Open Call:
Tools For Radical Cooperation
Open Call Overview
Tools for Radical Cooperation is a new collaborative publication that will feature the work of contributing artists, designers, writers, philosophers, and dreamers on different tools and modalities to overcome social division. This cooperative project invites us to create our dream future together.
This published text will be hand-bound and acquired by Montgomery College in the Mudd Art Library, the Hamiltonian Artists library, The Annex, the Baltimore Jewelry Center, and the Tucson Herb Store. This publication is made with the intention to share ideas and designs that can be applied, modified, and deployed at various scales, both nationally and internationally, to overcome divisive propaganda, hate, discrimination, and the rise of global authoritarianism.

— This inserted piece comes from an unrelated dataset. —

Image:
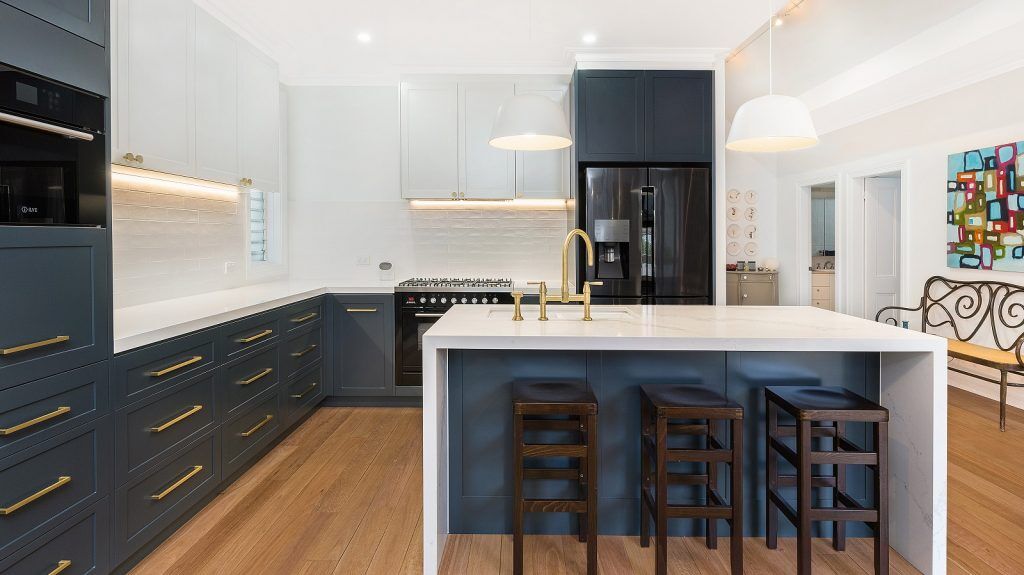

The book will house a collection of works and ideas that will address the challenges of today and provide frameworks of hope, speculative design and actionable steps for the readership of this text and the current human condition.
All contributors will be credited with their name, submission title, and the year the work was made, in addition to any photo credit information on supplied images, unless the creator would like to otherwise remain anonymous.
Application Anonymity and Inclusion/Exclusion of Location Information
The request to share location information in the application seems relevant to the project to identify the challenges specific to regions, climates, communities, cities, and countries at large. For instance what is going on in Minnesota is far different than what might be occurring in Texas. Both have their challenges, but the location does in fact offer context to the submission. Submissions from people living in Canada, Palestine, Iran, Israel, Ukraine, Greenland, Denmark, Mexico, etc. all face different conflicts and the location helps the reader contextualize the challenges. This is why the question is included in the application.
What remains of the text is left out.